One risks accusations of arrogance or pomposity if one’s critique of a management decision is based on the manager’s lack of awareness or training. A strange and unintended consequence of EBP (evidence based practice) is that it provides a heuristic for the uninformed to speak with authority in a way in which many of us would not speak to a mechanic just because we had read a car manual. Stating that something is ‘evidence-based’, whether or not the person knows much about the area being discussed, is often seen as sufficient.

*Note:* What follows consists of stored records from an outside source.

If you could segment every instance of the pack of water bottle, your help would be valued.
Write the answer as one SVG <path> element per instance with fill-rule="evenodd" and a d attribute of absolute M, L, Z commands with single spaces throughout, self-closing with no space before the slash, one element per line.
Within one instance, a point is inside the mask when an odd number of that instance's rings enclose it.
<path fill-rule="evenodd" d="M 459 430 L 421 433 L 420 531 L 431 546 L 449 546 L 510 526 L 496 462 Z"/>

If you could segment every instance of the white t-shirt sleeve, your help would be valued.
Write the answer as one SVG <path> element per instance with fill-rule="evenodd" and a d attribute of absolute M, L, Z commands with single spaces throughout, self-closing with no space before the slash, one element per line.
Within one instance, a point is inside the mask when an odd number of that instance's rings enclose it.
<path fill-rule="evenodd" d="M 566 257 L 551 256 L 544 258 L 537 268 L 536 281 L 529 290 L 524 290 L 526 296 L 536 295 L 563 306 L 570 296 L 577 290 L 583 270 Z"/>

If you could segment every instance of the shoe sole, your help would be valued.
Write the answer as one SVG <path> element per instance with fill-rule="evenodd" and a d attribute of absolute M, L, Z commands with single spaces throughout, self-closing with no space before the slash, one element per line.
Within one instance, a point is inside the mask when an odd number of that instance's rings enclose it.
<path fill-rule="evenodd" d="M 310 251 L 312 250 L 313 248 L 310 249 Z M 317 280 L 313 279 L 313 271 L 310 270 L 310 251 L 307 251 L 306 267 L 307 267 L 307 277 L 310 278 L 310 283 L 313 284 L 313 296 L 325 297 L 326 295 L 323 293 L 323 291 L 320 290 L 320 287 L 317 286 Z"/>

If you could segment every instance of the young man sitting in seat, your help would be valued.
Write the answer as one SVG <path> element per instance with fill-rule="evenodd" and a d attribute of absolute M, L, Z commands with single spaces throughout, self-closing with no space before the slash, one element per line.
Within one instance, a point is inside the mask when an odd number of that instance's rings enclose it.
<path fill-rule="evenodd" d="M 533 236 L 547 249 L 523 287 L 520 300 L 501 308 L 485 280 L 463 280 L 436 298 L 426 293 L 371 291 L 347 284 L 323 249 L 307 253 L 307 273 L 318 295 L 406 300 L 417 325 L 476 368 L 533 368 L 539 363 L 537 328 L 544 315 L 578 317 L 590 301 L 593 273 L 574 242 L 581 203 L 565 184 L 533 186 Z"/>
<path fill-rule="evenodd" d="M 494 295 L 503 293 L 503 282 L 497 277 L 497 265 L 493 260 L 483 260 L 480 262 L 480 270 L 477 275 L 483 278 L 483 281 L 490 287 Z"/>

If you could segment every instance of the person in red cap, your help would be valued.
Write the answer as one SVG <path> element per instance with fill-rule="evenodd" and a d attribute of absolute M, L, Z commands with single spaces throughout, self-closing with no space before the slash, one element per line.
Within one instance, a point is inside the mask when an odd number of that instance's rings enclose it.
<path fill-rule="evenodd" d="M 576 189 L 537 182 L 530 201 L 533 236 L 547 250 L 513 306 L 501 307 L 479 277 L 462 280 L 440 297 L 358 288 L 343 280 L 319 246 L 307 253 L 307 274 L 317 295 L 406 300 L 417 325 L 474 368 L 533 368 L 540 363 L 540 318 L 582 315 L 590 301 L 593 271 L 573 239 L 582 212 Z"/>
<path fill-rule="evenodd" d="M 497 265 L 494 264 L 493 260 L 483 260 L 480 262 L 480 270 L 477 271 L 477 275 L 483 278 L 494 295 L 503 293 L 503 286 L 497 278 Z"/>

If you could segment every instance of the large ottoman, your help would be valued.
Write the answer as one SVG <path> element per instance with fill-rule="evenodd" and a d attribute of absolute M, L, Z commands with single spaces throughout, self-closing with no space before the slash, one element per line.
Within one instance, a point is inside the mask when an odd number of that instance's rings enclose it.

It is dangerous to base policy and the survival of clinical services on this level of insight. In outlining this position I do not want to demonise managers or create an equally unhelpful heuristics. Many are well informed, with good clinical experience, but their roles have increasingly alienated them from the realities of practice. Demand and the pressure to be more effective can diminish flexibility and creative thinking, leading to a reliance on quick information such as numbers and ‘evidence’. I speak from personal experience and am aware that these pressures only increase with more responsibilities’.